While all senders have email lists analyzed on import, senders with Unhealthy and Limited statuses also have their lists checked when scheduling new automation.
When senders with Unhealthy and Limited statuses schedule new automation to a list, SharpSpring analyzes your mailing lists for any quality concerns. SharpSpring will analyze the list, compare it to SharpSpring's database of known problematic and bad addresses, and prevent setup of automation if the list in question is found to contain a high number of these addresses.
When these senders attempt to set up new action groups, SharpSpring's list analyzer reviews their lists. Again, if the list analyzer finds that enough of the email addresses on the list match SharpSpring's database of known bad or problematic addresses, the action group cannot and will not be scheduled to the list.
This is done in effort to protect both your sender status and reputation. If this list were sent to recipients as-is, you would likely experience continued deliverability issues, further damaging your email sender status and sender reputation with Internet Service Providers (ISPs).
All email jobs, once scheduled, will go through manual review. Manual review takes place Monday through Friday, from 9am to 5pm Eastern Time. Be aware that this excludes weekends, as well as federal and observed United States holidays.
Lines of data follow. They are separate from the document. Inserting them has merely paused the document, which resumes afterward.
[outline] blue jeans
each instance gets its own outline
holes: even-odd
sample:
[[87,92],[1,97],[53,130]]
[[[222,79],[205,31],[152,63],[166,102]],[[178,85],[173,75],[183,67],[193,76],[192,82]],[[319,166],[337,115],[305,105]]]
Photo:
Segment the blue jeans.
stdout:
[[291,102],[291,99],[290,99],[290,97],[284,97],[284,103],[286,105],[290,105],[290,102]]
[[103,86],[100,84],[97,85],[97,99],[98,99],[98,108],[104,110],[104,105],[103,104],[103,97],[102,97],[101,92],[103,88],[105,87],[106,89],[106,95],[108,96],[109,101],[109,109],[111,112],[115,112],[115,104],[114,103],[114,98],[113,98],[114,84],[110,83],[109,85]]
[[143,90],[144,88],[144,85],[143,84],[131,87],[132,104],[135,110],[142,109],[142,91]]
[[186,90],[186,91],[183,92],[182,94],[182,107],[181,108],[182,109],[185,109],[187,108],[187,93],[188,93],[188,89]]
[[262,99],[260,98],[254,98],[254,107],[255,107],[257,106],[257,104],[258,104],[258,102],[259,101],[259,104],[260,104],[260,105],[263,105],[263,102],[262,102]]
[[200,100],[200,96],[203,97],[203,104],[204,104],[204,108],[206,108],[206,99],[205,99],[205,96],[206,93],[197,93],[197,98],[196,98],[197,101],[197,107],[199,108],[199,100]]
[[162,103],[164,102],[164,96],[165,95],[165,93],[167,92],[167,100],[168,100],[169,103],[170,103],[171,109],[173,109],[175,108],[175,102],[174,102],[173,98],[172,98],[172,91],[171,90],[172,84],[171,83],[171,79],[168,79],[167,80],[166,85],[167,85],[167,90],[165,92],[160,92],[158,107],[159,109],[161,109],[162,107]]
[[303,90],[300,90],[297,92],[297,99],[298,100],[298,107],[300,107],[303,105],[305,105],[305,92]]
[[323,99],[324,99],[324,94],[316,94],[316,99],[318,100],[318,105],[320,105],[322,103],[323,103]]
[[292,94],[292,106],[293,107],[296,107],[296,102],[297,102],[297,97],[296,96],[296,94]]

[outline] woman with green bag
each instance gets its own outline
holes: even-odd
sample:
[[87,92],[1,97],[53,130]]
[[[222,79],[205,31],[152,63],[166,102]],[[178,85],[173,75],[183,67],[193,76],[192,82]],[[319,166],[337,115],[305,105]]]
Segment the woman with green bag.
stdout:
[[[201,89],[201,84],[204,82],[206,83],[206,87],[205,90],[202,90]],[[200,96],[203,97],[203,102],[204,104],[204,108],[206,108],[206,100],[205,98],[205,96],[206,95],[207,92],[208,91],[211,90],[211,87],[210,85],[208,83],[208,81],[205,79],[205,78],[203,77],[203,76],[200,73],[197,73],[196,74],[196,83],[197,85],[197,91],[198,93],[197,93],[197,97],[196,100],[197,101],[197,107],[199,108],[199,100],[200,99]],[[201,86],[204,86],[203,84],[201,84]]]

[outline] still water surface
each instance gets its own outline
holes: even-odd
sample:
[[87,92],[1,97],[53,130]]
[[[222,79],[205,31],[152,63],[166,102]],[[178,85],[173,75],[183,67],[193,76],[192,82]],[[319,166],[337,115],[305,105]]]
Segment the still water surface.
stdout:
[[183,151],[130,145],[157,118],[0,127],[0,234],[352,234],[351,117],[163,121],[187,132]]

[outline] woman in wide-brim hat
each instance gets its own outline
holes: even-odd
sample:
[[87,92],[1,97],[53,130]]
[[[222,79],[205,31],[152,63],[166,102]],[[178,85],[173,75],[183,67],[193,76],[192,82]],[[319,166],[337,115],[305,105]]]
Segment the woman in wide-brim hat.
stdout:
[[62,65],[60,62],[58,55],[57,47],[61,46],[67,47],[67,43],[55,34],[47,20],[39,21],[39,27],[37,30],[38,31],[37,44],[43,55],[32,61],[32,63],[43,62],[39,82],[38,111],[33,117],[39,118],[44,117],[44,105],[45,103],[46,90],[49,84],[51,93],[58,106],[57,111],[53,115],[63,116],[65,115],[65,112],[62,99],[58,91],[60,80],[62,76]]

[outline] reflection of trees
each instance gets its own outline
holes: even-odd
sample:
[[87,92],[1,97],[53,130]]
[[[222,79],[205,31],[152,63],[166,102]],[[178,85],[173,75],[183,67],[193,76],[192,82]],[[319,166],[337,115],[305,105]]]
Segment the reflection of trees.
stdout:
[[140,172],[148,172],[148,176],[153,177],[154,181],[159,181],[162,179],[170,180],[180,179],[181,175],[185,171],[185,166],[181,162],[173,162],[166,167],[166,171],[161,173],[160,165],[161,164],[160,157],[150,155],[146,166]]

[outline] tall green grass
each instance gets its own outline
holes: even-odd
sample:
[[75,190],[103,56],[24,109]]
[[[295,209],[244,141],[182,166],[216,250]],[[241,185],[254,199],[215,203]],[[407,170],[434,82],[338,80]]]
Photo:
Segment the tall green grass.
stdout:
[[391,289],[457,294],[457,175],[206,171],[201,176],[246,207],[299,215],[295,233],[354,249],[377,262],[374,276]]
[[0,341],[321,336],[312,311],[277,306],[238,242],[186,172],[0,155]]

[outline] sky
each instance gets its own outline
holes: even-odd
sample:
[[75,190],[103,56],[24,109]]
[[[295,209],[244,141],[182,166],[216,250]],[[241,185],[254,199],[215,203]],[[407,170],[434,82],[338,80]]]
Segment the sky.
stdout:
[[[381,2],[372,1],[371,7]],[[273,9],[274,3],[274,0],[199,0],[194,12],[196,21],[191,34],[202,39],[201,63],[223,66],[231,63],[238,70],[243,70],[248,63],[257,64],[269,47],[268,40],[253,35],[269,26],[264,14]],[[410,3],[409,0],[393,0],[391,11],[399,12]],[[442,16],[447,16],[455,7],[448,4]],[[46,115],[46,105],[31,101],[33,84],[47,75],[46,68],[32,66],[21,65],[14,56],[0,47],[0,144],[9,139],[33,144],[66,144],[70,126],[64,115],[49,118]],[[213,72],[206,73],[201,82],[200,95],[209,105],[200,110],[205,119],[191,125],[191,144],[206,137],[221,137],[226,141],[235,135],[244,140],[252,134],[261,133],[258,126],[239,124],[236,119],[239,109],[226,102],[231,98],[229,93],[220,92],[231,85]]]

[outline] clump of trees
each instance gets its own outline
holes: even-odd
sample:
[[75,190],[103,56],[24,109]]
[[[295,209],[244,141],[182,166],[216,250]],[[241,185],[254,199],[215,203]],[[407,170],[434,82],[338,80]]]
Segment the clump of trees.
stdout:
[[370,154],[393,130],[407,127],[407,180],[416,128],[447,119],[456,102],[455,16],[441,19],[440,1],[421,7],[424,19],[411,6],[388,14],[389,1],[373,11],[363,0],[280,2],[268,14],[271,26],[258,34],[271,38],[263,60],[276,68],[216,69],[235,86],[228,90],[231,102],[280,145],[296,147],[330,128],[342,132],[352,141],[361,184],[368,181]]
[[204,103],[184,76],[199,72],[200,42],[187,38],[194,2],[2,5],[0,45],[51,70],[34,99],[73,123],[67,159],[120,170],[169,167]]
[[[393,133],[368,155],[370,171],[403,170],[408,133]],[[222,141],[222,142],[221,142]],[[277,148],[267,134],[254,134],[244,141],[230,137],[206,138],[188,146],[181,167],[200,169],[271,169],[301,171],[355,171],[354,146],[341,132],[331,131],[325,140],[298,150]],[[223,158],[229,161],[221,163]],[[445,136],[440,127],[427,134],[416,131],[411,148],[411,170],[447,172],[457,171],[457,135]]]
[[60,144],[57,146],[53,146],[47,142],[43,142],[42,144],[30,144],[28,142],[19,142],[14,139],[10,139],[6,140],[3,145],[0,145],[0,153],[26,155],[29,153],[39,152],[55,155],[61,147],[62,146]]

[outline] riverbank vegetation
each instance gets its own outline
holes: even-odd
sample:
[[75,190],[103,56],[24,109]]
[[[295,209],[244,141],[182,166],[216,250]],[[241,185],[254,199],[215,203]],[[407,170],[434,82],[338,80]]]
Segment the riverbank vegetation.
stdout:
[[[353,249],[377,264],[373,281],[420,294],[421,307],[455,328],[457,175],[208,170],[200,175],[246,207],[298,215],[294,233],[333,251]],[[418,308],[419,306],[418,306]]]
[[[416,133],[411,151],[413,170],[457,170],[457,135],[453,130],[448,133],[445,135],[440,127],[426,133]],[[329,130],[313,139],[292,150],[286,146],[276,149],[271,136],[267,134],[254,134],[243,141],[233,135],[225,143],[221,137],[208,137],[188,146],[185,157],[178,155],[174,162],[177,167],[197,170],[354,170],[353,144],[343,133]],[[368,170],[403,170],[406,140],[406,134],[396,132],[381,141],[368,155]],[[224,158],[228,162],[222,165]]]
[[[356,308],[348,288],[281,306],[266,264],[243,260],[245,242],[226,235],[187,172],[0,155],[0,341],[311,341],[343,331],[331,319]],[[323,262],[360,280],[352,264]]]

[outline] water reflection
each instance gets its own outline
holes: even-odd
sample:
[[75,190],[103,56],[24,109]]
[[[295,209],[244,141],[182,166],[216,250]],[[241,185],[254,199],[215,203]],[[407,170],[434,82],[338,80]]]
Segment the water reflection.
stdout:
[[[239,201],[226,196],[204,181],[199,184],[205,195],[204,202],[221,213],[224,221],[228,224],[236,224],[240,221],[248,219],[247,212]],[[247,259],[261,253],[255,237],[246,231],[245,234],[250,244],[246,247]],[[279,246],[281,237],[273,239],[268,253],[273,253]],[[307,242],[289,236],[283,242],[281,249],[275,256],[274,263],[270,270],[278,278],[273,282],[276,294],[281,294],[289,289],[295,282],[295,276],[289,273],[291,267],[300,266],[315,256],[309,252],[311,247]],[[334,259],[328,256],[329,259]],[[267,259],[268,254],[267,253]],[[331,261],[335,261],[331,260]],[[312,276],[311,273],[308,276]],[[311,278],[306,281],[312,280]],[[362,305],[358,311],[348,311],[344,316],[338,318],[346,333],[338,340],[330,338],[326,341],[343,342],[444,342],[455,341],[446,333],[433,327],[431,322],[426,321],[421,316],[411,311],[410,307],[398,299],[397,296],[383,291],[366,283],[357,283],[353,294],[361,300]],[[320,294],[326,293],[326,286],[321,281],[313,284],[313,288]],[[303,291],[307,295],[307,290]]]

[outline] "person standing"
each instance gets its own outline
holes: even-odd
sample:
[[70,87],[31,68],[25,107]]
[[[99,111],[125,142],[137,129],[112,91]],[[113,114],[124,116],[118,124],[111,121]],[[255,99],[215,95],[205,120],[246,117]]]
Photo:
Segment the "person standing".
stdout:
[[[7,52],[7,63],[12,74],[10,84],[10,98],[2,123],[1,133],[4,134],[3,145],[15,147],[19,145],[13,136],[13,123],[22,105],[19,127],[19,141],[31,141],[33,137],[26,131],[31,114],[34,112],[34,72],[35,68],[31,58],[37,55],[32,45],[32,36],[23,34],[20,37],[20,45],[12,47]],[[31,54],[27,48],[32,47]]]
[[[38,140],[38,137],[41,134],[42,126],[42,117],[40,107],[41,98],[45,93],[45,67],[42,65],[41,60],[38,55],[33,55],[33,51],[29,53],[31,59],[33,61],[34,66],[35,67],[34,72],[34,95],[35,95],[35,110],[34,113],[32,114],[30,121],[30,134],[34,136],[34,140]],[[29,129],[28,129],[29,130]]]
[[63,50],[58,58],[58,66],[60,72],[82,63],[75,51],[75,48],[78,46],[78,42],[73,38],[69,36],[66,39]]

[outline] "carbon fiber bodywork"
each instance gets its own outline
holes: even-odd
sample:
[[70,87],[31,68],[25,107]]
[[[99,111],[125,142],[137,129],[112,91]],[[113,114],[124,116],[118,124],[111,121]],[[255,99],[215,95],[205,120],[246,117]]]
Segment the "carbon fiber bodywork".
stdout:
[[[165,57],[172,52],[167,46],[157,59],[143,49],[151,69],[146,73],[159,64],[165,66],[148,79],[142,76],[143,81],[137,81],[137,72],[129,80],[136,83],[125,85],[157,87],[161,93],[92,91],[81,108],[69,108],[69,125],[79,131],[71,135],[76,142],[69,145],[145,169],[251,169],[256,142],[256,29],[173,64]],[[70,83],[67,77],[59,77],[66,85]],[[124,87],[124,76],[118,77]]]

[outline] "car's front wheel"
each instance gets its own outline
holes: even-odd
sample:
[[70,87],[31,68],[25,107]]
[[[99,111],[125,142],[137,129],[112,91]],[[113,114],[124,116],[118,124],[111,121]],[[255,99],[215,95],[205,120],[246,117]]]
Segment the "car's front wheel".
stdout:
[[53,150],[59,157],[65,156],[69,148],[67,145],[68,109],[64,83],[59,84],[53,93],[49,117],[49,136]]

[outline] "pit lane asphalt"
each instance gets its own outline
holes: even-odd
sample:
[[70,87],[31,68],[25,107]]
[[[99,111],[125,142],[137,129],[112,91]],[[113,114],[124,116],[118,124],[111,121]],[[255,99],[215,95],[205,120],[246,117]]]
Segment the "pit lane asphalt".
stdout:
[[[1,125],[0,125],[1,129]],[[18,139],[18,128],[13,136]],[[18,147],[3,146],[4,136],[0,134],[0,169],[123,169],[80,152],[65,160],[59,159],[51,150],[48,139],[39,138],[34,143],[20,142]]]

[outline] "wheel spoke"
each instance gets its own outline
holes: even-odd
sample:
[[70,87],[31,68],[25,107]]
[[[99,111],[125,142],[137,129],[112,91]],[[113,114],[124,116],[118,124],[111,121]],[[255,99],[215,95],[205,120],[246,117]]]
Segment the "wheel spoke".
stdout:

SharpSpring recommends scheduling email jobs in advance to help prevent a delay in sending.
The typical manual review process is as follows:
- A limited sender schedules an email for the future.
- That job, once scheduled, immediately lands in the manual review queue for review.
- The job will be reviewed by SharpSpring.
- If approved, the job will send as scheduled.
- If unapproved, the job will not be sent. Additionally, your agency will be contacted to explain the concern and provide recommendations to get the email job sent as soon as possible.